[Dolphinsiu]

This question appears in my past exam paper. I feel very difficult.

1. Although they have the similar formulas, the compund BF3 exists but the compound BH3 does not. Offer a plausible explaination of this fact. Describe two possible methods to prepare stable BH3.

How to explain?Using Molecular Orbital Theory seems not work.Also hydrogen can exist as H+ and H-, I feel doubtful that BH3 does not exist.

In addition, I have no idea in prepare stable BH3 as I haven't been taught in my class. If this type of question appears in my exam. How can I do?

Such as HN3 and NH3, why NH3 is more stable than HN3? How can I prepare stable HN3?(I think I will abandon this question in my exam!!)

[Dolphinsiu]

No one can give some hints?

[Dan]

BH₃ does not exist in monomeric form. In what form does it exist?

In order to exist in this form, an available empty p orbital on boron is required.

Why might the empty p orbital on B in BF₃ not be available?

[Dolphinsiu]

http://www.madsci.org/posts/archives/dec2001/1009553236.Ch.r.html

From this website, I only know BH3 exist as dimer forms.

But I still don't know why BH3 does not exist as monmeric form!!!

Also electron configuration of boron is (2,3), that is, 1s22s22p1
excited state is 1s22s12p2.

Then your question seems to increase my misunderstanding!

[Dan]

http://www.madsci.org/posts/archives/dec2001/1009553236.Ch.r.html

From this website, I only know BH3 exist as dimer forms.

Indeed.

But I still don't know why BH3 does not exist as monmeric form!!!

Also electron configuration of boron is (2,3), that is, 1s22s22p1
excited state is 1s22s12p2.

Then your question seems to increase my misunderstanding!

Ok, if we consider the hypothetical structure of BH₃, we expect sp2 hybridisation. So the 6 bonding electrons (3 from B and 1 from each H) would be in 3 sp2 orbitals and there would be an empty p orbital (just like a carbocation, but it wouldn't be charged). The Hs would be in a trigonal planar geometry around the B.

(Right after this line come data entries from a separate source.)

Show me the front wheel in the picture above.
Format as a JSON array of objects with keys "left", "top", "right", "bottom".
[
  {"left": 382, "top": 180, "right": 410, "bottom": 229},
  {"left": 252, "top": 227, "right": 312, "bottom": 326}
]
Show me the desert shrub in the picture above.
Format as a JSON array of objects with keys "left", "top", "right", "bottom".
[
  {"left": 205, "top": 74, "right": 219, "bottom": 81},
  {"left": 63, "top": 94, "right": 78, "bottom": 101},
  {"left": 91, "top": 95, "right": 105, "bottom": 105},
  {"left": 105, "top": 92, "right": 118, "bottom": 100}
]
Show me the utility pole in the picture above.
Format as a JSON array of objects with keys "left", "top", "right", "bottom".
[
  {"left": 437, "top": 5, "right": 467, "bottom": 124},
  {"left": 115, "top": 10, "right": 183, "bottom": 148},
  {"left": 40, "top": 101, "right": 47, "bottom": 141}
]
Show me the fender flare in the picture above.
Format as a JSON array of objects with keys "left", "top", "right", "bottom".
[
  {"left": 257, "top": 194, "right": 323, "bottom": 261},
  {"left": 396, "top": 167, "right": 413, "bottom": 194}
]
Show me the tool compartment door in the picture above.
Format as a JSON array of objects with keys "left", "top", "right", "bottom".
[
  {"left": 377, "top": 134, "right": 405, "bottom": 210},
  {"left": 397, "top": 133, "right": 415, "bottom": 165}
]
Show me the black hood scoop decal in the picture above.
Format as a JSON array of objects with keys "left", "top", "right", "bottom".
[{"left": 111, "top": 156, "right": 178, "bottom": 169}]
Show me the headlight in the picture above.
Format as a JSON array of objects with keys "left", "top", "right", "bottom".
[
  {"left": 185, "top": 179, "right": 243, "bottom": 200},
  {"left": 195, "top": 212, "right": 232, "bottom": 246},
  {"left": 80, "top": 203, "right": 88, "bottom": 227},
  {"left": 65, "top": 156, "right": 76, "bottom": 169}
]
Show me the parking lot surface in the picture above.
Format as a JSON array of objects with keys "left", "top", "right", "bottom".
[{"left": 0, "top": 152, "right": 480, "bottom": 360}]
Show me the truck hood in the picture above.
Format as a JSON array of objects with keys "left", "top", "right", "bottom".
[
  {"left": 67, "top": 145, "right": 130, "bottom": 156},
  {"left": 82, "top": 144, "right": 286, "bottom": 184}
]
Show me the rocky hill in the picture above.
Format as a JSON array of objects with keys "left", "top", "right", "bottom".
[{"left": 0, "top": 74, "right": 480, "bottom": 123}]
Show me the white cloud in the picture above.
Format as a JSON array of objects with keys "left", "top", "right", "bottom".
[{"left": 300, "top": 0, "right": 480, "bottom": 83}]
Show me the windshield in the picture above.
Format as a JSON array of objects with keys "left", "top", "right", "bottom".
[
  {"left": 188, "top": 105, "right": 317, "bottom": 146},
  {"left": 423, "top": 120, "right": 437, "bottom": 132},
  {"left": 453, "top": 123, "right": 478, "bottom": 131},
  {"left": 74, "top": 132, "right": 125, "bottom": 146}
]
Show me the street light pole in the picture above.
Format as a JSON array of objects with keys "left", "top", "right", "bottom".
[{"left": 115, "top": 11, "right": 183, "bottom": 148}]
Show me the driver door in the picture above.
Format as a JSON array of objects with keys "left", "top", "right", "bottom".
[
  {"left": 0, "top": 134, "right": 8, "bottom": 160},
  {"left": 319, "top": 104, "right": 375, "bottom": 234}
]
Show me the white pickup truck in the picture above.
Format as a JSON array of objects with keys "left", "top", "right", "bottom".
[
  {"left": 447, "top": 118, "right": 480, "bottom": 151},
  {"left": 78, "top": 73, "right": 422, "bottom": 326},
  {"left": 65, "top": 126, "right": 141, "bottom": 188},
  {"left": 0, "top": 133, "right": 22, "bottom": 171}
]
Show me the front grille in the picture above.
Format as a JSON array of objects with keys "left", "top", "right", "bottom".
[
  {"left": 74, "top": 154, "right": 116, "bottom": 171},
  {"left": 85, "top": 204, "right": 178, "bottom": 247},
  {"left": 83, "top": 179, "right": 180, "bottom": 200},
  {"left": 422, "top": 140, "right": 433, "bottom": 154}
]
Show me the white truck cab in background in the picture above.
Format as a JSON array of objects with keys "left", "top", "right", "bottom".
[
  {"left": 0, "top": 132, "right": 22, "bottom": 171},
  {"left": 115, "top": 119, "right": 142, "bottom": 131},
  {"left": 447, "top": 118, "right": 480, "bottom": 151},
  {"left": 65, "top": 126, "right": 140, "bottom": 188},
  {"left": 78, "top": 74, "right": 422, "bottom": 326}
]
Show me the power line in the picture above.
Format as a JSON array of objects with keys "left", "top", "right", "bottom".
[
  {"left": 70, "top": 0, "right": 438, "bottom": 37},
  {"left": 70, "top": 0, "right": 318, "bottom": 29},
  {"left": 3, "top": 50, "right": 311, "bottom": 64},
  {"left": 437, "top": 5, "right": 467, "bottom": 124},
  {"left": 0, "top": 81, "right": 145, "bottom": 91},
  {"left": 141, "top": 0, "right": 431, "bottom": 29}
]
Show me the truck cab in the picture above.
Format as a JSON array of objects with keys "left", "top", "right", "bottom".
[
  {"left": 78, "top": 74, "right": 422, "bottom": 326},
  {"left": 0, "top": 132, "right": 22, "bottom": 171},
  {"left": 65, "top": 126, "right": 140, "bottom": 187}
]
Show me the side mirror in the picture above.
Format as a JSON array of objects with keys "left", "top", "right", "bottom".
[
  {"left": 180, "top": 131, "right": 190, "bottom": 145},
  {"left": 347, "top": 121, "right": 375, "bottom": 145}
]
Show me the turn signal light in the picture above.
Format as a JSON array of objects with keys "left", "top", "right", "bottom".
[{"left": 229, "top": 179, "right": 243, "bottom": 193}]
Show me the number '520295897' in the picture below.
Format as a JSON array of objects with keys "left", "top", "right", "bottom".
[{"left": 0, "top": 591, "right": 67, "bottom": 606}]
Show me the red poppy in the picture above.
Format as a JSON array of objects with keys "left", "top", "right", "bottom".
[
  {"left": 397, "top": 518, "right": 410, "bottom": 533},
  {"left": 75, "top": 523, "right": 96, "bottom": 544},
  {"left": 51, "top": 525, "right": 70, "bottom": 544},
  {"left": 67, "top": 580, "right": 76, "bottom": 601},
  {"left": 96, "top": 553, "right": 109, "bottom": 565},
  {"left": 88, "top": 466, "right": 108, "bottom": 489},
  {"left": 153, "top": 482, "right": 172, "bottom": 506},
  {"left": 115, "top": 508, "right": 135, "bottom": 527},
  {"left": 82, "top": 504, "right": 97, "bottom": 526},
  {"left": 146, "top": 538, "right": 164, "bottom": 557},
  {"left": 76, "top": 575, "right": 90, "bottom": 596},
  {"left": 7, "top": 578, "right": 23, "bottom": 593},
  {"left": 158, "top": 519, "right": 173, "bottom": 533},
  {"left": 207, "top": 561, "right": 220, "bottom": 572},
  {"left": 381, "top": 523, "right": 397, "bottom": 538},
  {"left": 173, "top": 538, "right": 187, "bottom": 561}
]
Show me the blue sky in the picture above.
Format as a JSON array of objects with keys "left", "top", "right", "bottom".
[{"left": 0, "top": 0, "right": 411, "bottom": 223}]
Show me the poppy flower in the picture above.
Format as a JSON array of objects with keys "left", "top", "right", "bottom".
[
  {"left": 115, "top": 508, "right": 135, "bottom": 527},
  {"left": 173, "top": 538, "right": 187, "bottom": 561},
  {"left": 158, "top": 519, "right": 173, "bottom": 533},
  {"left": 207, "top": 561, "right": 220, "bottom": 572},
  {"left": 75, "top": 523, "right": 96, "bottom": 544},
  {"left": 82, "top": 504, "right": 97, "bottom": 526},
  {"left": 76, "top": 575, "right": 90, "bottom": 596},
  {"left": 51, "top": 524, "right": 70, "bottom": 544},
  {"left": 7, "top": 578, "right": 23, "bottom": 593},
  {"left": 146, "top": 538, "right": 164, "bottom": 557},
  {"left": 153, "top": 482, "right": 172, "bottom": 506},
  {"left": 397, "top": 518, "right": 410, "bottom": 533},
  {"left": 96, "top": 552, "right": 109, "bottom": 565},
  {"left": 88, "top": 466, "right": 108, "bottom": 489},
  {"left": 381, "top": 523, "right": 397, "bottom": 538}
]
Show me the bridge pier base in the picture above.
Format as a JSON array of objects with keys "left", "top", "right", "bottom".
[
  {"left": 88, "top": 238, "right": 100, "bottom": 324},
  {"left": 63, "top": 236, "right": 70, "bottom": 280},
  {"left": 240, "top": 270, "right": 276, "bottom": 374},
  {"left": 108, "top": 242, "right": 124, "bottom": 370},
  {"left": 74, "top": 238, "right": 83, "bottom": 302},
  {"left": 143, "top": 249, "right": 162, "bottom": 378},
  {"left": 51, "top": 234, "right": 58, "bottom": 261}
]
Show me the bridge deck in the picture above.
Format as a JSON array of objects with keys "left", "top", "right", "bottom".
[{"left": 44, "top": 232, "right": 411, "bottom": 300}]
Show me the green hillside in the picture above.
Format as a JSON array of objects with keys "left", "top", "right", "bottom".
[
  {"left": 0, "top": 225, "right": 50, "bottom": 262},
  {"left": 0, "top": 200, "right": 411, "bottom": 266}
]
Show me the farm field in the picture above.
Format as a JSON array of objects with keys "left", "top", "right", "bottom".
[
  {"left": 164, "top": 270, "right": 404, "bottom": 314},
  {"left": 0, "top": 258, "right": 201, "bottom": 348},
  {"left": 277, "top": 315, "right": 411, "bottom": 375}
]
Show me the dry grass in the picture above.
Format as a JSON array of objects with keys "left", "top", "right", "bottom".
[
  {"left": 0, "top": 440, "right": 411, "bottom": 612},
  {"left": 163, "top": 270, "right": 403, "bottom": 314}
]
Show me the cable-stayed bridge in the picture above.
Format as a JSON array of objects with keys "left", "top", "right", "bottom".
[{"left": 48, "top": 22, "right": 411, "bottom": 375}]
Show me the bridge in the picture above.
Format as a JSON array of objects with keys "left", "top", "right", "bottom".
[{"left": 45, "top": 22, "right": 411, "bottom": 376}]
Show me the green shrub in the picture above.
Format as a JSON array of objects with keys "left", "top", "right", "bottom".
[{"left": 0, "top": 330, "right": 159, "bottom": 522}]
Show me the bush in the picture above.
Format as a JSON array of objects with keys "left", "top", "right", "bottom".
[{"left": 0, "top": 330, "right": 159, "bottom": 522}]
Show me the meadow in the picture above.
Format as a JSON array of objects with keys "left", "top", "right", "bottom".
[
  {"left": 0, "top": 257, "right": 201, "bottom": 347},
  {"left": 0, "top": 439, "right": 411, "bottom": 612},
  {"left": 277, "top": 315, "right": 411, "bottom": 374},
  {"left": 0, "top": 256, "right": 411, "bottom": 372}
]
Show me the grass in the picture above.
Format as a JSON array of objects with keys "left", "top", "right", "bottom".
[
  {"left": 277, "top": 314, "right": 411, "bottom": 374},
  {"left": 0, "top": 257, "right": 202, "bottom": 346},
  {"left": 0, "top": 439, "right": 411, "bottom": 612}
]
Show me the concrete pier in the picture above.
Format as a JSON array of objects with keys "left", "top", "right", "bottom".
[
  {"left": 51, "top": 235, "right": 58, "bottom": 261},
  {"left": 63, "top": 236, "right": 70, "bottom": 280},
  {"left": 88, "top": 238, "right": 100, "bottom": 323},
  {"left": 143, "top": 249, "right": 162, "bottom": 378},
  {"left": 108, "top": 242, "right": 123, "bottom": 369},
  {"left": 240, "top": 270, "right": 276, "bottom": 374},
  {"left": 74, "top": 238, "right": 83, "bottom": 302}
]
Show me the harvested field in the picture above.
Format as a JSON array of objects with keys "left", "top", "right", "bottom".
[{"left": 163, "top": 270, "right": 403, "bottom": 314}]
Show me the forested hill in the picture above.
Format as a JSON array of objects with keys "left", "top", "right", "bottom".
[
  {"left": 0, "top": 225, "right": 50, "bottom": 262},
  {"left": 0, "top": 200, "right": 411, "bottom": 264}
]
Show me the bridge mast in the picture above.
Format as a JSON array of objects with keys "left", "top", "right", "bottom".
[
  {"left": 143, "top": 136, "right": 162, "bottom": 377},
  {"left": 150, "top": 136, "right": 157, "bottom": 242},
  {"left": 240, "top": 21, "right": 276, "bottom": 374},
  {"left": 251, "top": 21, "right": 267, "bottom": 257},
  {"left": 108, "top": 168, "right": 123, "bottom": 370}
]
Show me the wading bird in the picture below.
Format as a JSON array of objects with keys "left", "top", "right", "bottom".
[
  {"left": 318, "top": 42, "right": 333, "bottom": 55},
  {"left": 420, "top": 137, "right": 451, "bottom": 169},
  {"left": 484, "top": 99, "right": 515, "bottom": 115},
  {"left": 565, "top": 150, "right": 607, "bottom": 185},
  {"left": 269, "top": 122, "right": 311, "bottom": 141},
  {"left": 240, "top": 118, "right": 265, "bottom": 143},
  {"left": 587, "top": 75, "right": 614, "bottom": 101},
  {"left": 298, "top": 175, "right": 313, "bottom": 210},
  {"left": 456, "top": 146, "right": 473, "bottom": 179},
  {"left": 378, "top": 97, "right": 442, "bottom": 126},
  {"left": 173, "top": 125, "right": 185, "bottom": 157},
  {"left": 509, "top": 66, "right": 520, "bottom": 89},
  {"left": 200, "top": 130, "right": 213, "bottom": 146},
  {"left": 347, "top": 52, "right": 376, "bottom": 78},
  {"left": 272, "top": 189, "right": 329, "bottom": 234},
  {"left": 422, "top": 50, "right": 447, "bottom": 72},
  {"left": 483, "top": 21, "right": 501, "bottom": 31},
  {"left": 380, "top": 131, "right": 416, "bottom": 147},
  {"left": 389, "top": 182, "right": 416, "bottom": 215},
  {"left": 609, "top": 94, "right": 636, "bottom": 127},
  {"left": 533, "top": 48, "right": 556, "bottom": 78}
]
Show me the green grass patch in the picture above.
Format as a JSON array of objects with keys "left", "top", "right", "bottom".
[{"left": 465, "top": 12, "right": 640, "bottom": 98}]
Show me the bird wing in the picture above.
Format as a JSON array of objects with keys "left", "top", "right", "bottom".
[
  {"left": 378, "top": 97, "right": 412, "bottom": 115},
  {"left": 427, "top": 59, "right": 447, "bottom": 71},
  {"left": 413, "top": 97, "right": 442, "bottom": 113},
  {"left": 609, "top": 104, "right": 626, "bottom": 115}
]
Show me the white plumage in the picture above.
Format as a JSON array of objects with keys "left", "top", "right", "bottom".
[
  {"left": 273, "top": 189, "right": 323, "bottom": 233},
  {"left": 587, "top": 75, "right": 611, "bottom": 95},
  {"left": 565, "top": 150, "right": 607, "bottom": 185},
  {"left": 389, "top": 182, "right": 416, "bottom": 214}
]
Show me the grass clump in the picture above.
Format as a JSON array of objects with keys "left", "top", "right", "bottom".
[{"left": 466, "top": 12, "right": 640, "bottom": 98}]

Right, problem is, this molecule is very electron deficient and really wants some more electrons to put in that empty p orbital. Next problem, where the hell is it going to get them from? another molecule of BH₃! so the two molecules bond together and form the dimer because they are both so greedy for electrons!

Now, to the question at hand. Why doesn't BF₃ do the same thing? Well, the central B still has an empty p orbital as before, but there is a closer source of electrons to put in it than another molecule.... where do you think that source is? Hint: See if you can think of any resonance structures for BF₃

It is easier to approach this question from the "why doesn't BF₃ dimerise" direction than the "Why does BH₃ dimerise" direction. If you see what I mean...

[Dolphinsiu]

I see your point!

But as you say, in case of BH3, B is electron deficient as empty 2p orbital exists.
BH3 cannot undergo resonance due to empty 1s orbital of H. Is that right?
If so, all hydrogens in another BH3 has also empty 1s orbital.
Why BH3 still can form dimer but not undergo resonance?
What is the bonding in between in dimer?Hydrogen bond?Dative covalent bond?

[Dan]

There isn't really an empty 1s on H, the bonding is covalent, so electrons are shared between B and H in a sigma bonding orbital.
The lack of resonance is simply due to the fact that you can't move any electrons without disconnecting atoms and producing very very high energy species

The way I look at it is that BH₃ forms the dimer because  it is not resonance stabilised. How about BF₃?

The bonding in diborane (B₂H₆) is rather unusual. There are "3 centre, 2 electron" bonds. The MOs for these bonds are made up of combinations of 3 atomic orbitals. Look up "diborane" in a good inorganic chemistry textbook for full details.

[Dolphinsiu]

Thank you very much, Dan!
I feel that I have learnt a lot from you!
I will check this special atom for detail!